ELMoForManyLangs
ELMoForManyLangs copied to clipboard
ELMoForManyLangs as Keras Layer
Hi!
Does anybody know how to use Embedder.sents2elmo() as a Layer for Keras?
I mean like using the one from tensorflow hub, see https://www.depends-on-the-definition.com/named-entity-recognition-with-residual-lstm-and-elmo/.
Thanks in advance!
You can create a Keras Sequence, in which you can apply the embedder on the input sequences, and use model.fit_on_generator/predict_on_generator
Thanks for answering! I think we can use the Lambda layer or create a custom one. I don' know how to handle the Tensors that keras gives and return a data structure that keras accepts.
e = Embedder('...')
sess = tf.Session()
def ElmoEmbedding(x):
with sess.as_default():
return tf.convert_to_tensor(e.sents2elmo(x.eval())[0]) # this does not work
...
embedding = Lambda(ElmoEmbedding, output_shape=(None, max_len, 1024))(input_text)
how about hub.Module("https://tfhub.dev/google/elmo/2",
trainable=True)`
Yeah, but I would like to use non-english Embeddings from ELMoForManyLangs and need to be able to retrain them with custom training data. tfhub is no option, I think.
Hey juckeltour did you solve the problem?
I found a tutorial that comes close to a task that i try to solve. let me know if you found a solution
maybe this will help you out :
http://hunterheidenreich.com/blog/elmo-word-vectors-in-keras/
Hi @juckeltour, have you found the way to use ELMoForManyLangs embeddings with Keras
can anyone find any solution?
can anyone find any solution?
Hi guys, anyone found a solution yet?
No, I didn't solve this problem.
We switched to BERT (and pytorch)...
So, I have a workaround but it is somewhat impractical. Obtain the vocabulary of your dataset, then create an embedding file similar to a word2vec or glove file (ie. word 1024-dim-weights per line). And then implement an custom weight embedding layer, it worked ok for Spanish.
@bazzmx do you have a code snippet?
This is based on this blog post
First generate a list of unique words in your vocabulary and obtain their corresponding elmo embbedings using elmoformanylangs using sent2elmo and save to a file that contains one word and its 1024_dim_weights per line.

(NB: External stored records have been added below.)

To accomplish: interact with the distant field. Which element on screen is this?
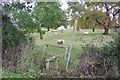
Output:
[0,29,117,78]
[34,29,113,68]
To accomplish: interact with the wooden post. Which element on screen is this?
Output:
[43,45,48,67]
[46,61,50,70]
[66,20,77,69]
[55,58,58,71]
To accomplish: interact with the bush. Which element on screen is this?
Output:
[76,36,120,78]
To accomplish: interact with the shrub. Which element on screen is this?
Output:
[76,36,120,78]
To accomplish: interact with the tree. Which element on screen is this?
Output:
[32,2,67,39]
[87,2,120,35]
[33,2,67,31]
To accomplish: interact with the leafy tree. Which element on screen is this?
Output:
[33,2,67,31]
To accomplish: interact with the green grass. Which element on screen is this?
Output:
[34,29,113,68]
[0,29,117,78]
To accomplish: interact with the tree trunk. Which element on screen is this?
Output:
[47,27,50,31]
[103,28,109,35]
[40,31,43,39]
[93,28,95,32]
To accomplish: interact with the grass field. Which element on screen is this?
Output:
[34,29,113,68]
[0,29,117,78]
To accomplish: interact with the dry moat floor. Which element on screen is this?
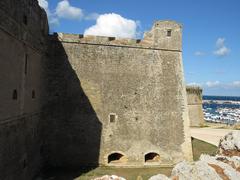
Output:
[41,138,217,180]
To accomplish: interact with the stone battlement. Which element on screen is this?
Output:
[50,21,182,51]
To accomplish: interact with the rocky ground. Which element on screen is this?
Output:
[94,131,240,180]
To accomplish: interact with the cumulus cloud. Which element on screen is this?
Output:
[194,51,205,56]
[56,0,83,19]
[38,0,49,13]
[187,82,202,87]
[232,81,240,88]
[206,81,221,88]
[84,13,137,38]
[213,38,230,57]
[84,13,100,20]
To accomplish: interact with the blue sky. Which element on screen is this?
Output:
[39,0,240,96]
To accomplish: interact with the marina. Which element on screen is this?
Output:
[203,96,240,125]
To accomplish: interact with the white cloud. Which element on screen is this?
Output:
[38,0,49,13]
[194,51,205,56]
[216,38,225,48]
[213,38,230,57]
[84,13,100,20]
[206,81,221,88]
[232,81,240,88]
[84,13,138,38]
[56,0,83,20]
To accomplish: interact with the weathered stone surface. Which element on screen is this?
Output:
[186,86,205,127]
[0,0,48,180]
[45,21,192,166]
[200,155,240,180]
[94,175,126,180]
[149,174,170,180]
[0,0,195,180]
[218,131,240,157]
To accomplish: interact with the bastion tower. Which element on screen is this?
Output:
[47,21,192,166]
[0,0,192,180]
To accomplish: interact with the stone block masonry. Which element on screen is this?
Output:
[0,0,195,180]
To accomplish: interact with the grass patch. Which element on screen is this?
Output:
[192,138,217,161]
[76,167,172,180]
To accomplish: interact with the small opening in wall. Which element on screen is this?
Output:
[108,153,127,163]
[167,29,172,37]
[12,89,17,100]
[24,54,28,74]
[23,14,28,25]
[109,114,116,122]
[144,152,160,162]
[23,159,27,169]
[32,90,36,99]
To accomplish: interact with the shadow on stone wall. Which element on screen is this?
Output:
[39,35,102,179]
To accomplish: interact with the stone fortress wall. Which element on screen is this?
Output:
[0,0,48,180]
[186,86,205,127]
[47,21,191,166]
[0,0,204,180]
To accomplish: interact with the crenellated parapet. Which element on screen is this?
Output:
[50,21,182,51]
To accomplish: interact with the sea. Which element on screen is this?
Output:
[203,96,240,125]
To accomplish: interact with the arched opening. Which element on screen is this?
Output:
[108,153,127,163]
[145,152,160,162]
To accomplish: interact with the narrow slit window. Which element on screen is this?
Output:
[24,54,28,74]
[23,14,28,25]
[109,114,116,122]
[12,89,17,100]
[32,90,36,99]
[167,29,172,37]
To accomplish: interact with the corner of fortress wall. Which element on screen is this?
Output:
[50,21,192,166]
[0,0,192,177]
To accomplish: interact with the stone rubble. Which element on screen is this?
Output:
[94,175,126,180]
[218,131,240,157]
[149,131,240,180]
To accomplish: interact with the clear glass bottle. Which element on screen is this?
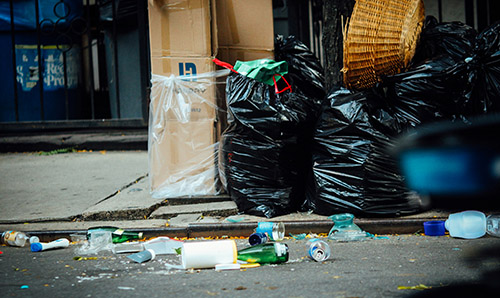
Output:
[248,233,267,245]
[486,214,500,237]
[328,213,368,241]
[2,231,29,247]
[87,227,143,243]
[238,242,288,264]
[444,210,486,239]
[306,238,331,262]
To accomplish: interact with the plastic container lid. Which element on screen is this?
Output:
[424,220,445,236]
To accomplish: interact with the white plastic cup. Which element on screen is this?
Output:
[444,210,486,239]
[181,240,238,269]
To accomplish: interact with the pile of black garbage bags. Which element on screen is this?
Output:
[218,16,500,218]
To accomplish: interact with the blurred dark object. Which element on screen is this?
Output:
[395,113,500,210]
[309,89,422,216]
[99,0,137,24]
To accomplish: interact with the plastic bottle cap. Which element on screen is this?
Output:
[31,242,42,252]
[424,220,445,236]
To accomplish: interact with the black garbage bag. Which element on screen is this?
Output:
[275,35,326,211]
[411,16,477,65]
[382,55,471,128]
[463,22,500,116]
[218,73,309,218]
[310,89,422,216]
[274,35,326,101]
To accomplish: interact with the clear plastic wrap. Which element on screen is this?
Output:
[148,70,229,198]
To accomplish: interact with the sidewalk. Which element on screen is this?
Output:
[0,150,448,237]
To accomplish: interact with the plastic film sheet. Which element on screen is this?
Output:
[148,70,228,198]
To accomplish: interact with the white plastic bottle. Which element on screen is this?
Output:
[306,238,331,262]
[31,238,69,252]
[1,231,29,247]
[444,210,486,239]
[486,214,500,237]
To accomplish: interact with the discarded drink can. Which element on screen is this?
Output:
[248,233,267,246]
[306,239,331,262]
[255,221,285,241]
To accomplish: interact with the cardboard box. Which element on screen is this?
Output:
[149,120,216,198]
[216,0,274,51]
[148,0,217,57]
[151,57,217,122]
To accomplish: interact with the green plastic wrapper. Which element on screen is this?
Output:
[234,59,288,86]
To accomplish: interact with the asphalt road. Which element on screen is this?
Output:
[0,235,500,297]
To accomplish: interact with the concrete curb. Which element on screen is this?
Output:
[1,217,445,241]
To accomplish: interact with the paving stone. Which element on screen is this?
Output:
[150,201,238,218]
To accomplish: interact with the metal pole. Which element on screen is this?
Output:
[86,0,95,120]
[112,0,121,119]
[35,0,45,121]
[10,0,19,122]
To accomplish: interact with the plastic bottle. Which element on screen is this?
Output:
[328,213,368,241]
[486,214,500,237]
[248,233,267,245]
[127,249,156,263]
[444,210,486,239]
[87,227,143,243]
[306,238,331,262]
[255,222,285,241]
[2,231,29,247]
[238,242,288,264]
[31,238,69,252]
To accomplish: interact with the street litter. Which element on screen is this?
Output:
[127,249,156,263]
[87,227,143,243]
[328,213,371,241]
[237,242,289,264]
[144,237,183,255]
[306,238,331,262]
[31,238,69,252]
[289,233,307,240]
[181,240,238,269]
[444,210,500,239]
[75,230,113,255]
[398,284,432,290]
[111,242,144,254]
[0,231,40,247]
[255,222,285,241]
[424,220,445,236]
[248,232,268,245]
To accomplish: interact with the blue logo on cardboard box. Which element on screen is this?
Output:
[179,62,197,81]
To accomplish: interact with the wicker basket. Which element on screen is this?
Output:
[342,0,425,90]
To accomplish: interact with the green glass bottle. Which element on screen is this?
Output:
[238,242,288,264]
[87,227,143,243]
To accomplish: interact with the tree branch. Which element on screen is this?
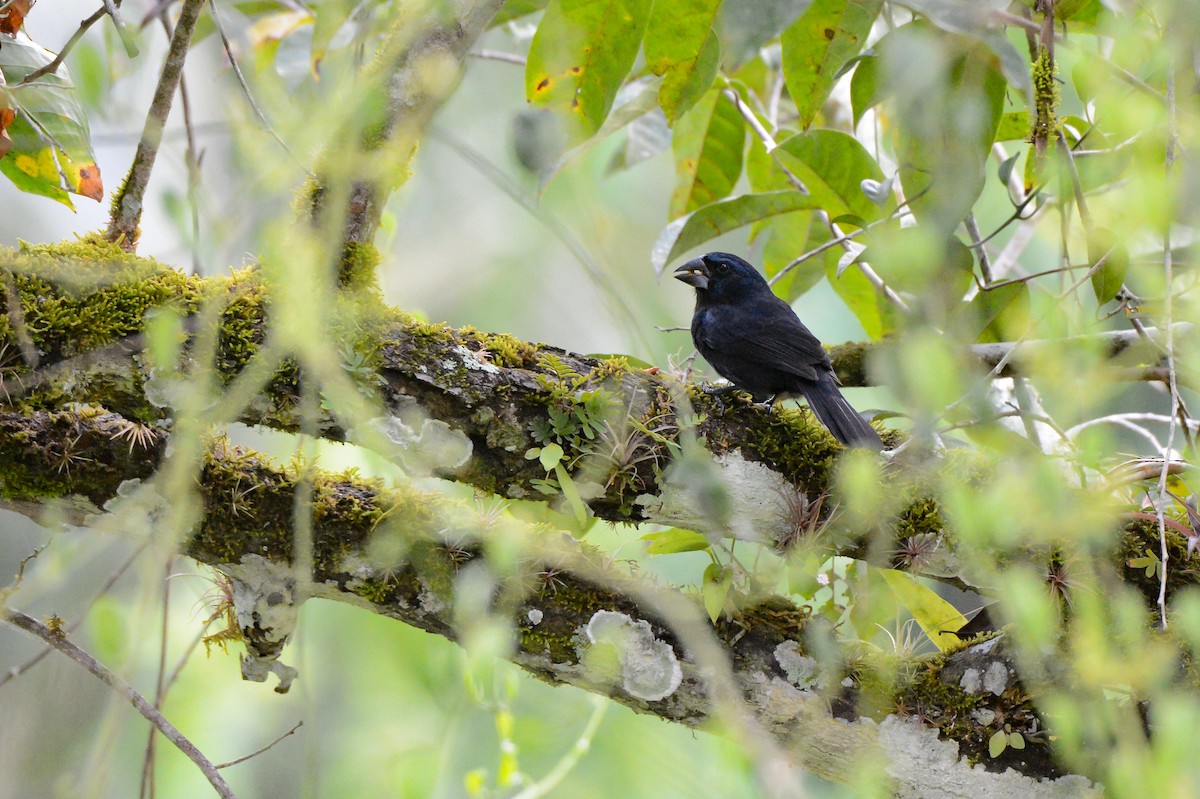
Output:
[108,0,204,252]
[2,608,236,799]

In this example this file is emb_table.txt and the words that compose my vocabulary are the set of lemmas and words that will be used during training and testing
vocab = list(set(list(words_train)+list(lemmas_train))) # unique words in your vocabulary
enumerated_vocab = enumerate(sorted(vocab), 1) # indexed words
index_labels = {} # index_no:word/label dict
for i in enumerated_vocab:
index_labels[i[0]]=i[1] # appends words and indexes to dict
labels_index = {v:k for k,v in index_labels.items()} # reversed dict = word/labels:index
With these dictionaries then you create the index to embedding matrix. Now that you are working with indexes you have to remember to convert all your words (string) to these indexes (int32).
embeddings_index = {}
f = open("./emb_table.txt", encoding="utf8") # opens generated elmo embeddings file
for line in f:
values = line.split() # splits each line
word = values[0] # first value is the word entry
coefs = np.asarray(values[1:], dtype='float32') # the rest is converted to an embedding array
embeddings_index[word] = coefs # appends data to dict
f.close()
Now we generate an embedding matrix putting all the pieces together:
EMBEDDING_DIM = 1024 # elmo's default size
embedding_matrix = np.zeros((len(vocab) + 1, EMBEDDING_DIM)) # creates a nx1024 matrix
for word, i in labels_index.items():
embedding_vector = embeddings_index.get(word)
if embedding_vector is not None:
embedding_matrix[i] = embedding_vector
With all this elements then you add an input layer and an embedding layer to your model, the input will be int32 because you have to convert each word to its index, then the embedding layer will assign the corresponding weights to each index:
input_words = Input(shape=(max_len,), dtype="int32", name="input_words")
EMB = Embedding(len(vocab) + 1,
EMBEDDING_DIM,
weights=[embedding_matrix],
input_length=(max_len,),
trainable=False, name="embedding")
emb_text = EMB(input_words)
Your input words should be an array of indexes that you can convert again to words using the dictionaries that were created.
This is an impractical workaround but it does the job for now, the key limitations are that you don't have acces to the embeddings in the same way that you would using tfhub.
I tried using the lambda layer approach but I ended up getting errors related to tensors and map_fn, etc,
Anyone was able to make text classification in Keras successfully with sentence vectors?